Background Biochemical research on the etiopathogenesis of affective disorders has focused on transduction mechanisms beyond receptors, such as adenylate cyclase activity. Methods Adenylate cyclase activity (AC) was measured in postmortem frontal cortex samples from 11 suicide victims with a firm antemortem diagnosis of major depressive disorder and 11 matched control cases. We analyzed the basal activity of the enzyme and that following stimulation with forskolin, guanine nucleotides, and the β1-adrenoceptor agonist xamoterol. Results A significant negative correlation between the period of tissue storage and the response of AC to the different stimuli assayed was observed. No difference was found in the levels of basal, forskolin-, and GTPγS-stimulated activity between control and major depressive disorder cases, both in the drug-free and the drug-treated subgroups.

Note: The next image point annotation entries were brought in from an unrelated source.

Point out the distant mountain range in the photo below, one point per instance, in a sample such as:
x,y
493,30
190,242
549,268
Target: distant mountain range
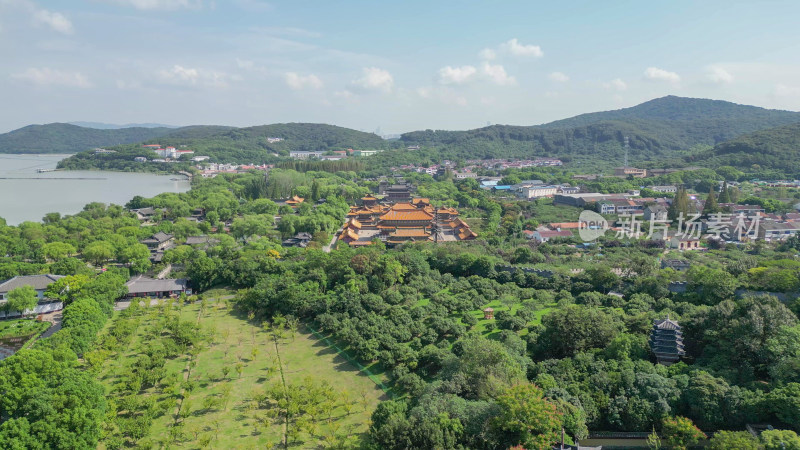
x,y
667,130
66,138
113,126
661,129
775,149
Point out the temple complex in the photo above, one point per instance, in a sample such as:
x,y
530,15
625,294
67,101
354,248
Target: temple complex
x,y
666,341
398,222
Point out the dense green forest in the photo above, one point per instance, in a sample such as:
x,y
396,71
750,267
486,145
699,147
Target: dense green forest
x,y
250,145
776,149
66,138
659,129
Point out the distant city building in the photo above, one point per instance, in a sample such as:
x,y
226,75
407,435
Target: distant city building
x,y
664,189
365,152
537,191
630,171
304,154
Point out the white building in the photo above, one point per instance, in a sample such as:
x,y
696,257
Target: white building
x,y
537,191
304,155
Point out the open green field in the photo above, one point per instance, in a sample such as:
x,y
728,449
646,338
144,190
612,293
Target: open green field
x,y
239,386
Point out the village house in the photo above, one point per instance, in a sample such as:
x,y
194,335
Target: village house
x,y
630,171
143,286
304,154
146,214
159,241
299,240
777,231
569,190
295,201
39,283
679,265
685,243
664,189
537,191
655,213
541,236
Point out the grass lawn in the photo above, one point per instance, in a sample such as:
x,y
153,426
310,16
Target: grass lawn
x,y
499,306
21,327
221,410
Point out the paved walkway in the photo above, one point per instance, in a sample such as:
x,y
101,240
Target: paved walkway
x,y
327,248
55,319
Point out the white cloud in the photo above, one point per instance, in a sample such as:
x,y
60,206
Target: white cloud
x,y
156,5
254,5
375,79
443,94
54,20
514,47
559,77
718,75
180,73
456,75
244,63
497,74
487,54
300,82
656,74
616,84
187,76
782,90
50,77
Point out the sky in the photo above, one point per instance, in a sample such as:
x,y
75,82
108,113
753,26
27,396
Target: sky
x,y
393,66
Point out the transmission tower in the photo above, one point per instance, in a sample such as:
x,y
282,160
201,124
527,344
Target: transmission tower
x,y
627,147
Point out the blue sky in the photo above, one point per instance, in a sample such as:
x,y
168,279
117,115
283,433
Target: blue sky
x,y
400,66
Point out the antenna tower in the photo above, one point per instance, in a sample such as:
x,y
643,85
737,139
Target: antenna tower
x,y
627,147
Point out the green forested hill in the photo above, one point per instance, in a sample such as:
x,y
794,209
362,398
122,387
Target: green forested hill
x,y
658,129
776,149
66,138
250,144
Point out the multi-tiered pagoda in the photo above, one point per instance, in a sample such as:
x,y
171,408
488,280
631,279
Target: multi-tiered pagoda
x,y
666,341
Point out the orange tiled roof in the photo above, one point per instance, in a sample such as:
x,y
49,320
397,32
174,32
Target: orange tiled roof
x,y
451,211
466,233
565,225
416,214
403,207
294,200
458,223
410,232
360,243
349,233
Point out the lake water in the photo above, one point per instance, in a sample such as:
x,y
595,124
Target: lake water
x,y
28,195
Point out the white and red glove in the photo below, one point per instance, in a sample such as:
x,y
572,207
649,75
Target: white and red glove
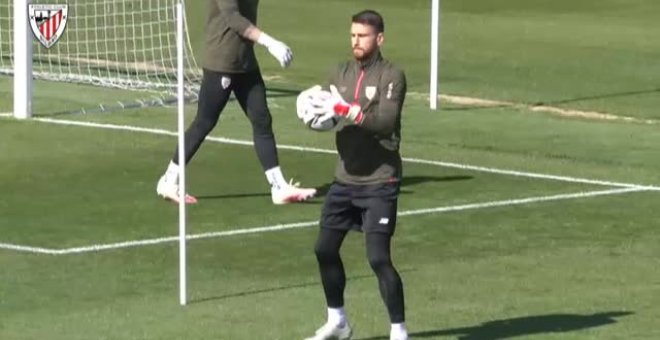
x,y
350,112
309,103
278,49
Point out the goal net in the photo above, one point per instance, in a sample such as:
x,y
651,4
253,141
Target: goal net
x,y
128,44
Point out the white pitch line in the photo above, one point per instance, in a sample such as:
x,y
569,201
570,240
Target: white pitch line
x,y
328,151
27,249
279,227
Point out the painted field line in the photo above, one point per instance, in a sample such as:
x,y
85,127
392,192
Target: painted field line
x,y
288,226
329,151
27,249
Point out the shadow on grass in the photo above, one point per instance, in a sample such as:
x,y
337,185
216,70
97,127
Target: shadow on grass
x,y
323,189
285,288
528,325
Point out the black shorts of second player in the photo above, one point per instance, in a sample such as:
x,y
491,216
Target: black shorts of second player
x,y
364,208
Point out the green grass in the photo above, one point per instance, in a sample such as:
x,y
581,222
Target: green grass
x,y
581,268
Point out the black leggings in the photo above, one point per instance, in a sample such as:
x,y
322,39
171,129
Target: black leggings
x,y
333,275
250,91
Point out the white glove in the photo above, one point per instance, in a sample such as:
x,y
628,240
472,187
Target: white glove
x,y
336,105
311,103
278,49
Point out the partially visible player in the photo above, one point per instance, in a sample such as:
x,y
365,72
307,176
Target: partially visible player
x,y
230,66
368,94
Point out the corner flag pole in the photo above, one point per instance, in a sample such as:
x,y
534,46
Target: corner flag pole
x,y
182,156
435,48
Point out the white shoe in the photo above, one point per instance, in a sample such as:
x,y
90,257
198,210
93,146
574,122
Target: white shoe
x,y
291,193
170,191
333,332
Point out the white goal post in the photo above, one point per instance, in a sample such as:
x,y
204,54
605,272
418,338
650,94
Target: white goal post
x,y
435,54
128,44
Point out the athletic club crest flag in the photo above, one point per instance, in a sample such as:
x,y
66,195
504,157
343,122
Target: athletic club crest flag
x,y
48,22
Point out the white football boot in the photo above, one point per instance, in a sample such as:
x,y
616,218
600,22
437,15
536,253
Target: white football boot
x,y
290,193
331,331
169,190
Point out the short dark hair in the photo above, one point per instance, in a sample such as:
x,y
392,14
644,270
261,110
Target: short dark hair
x,y
371,18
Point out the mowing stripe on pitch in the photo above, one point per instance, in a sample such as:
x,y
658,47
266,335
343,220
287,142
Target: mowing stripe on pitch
x,y
328,151
288,226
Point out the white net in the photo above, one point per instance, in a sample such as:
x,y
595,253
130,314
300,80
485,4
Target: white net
x,y
129,44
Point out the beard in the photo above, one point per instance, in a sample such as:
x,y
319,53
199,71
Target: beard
x,y
360,54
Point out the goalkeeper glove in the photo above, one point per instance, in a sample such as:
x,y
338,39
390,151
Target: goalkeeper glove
x,y
278,49
351,112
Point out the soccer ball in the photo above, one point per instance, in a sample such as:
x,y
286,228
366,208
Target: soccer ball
x,y
323,122
311,107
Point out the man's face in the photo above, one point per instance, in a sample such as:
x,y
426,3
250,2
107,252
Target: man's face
x,y
364,40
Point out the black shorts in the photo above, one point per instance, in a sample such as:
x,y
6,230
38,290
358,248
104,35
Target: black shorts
x,y
365,208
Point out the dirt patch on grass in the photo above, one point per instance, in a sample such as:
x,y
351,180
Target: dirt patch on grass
x,y
479,102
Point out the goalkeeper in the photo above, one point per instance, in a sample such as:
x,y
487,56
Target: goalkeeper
x,y
230,66
368,94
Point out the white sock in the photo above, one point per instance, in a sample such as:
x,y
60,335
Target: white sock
x,y
398,329
337,316
172,172
275,177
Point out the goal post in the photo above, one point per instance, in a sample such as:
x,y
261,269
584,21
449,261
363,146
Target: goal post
x,y
125,44
435,55
22,60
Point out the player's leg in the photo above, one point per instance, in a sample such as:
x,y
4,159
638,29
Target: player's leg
x,y
337,217
379,225
250,92
213,96
389,281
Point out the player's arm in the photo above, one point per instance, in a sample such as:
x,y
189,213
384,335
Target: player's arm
x,y
384,119
232,17
239,24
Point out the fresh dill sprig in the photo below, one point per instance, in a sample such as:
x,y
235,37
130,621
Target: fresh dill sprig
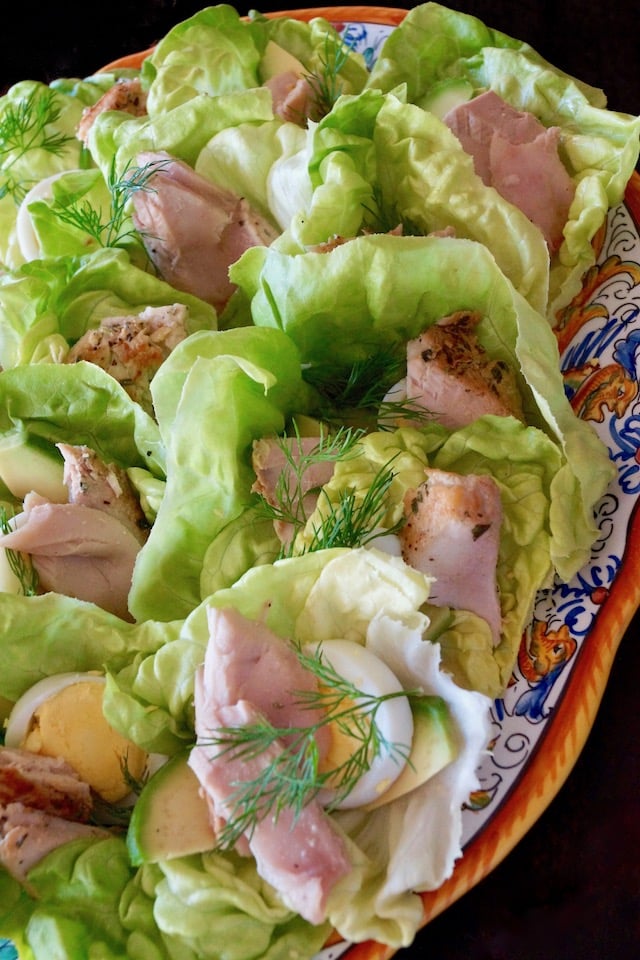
x,y
25,125
363,385
292,486
326,85
355,521
110,232
19,563
384,216
292,778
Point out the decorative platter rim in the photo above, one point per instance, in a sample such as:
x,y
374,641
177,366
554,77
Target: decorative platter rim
x,y
553,712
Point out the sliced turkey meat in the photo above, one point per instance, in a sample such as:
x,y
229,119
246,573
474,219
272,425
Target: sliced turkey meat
x,y
194,230
43,783
513,152
452,533
294,99
245,660
77,551
132,348
450,375
27,836
249,674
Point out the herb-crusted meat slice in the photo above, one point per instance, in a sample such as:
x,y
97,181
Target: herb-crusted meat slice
x,y
101,486
132,348
452,533
450,374
27,836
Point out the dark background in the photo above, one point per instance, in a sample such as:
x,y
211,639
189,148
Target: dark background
x,y
571,888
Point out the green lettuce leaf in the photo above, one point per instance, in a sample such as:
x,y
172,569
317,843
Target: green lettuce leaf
x,y
372,294
80,404
375,599
47,305
375,159
599,147
216,52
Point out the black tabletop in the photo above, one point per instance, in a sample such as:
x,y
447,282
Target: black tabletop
x,y
571,888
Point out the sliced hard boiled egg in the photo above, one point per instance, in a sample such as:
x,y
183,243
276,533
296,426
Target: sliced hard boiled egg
x,y
62,716
373,678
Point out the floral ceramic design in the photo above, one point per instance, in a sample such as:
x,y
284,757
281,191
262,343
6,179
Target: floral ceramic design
x,y
544,716
576,627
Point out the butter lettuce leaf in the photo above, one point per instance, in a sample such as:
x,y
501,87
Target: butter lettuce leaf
x,y
47,305
599,147
372,294
214,395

In contrast, we found a significant lower response to β1-adrenoceptors agonist-stimulated AC activity in the major depressive disorder group (p< .01). This pattern of reduced response was also found in the subgroup of patients with negative toxicology for antidepressants. Conclusions These results, directly obtained from the brain of depressed patients, reinforce the involvement of noradrenergic neurotransmission in depressive illness. They also support the relevance of cyclic adenosine monophosphate signaling pathways in the etiopathogenesis of affective disorders.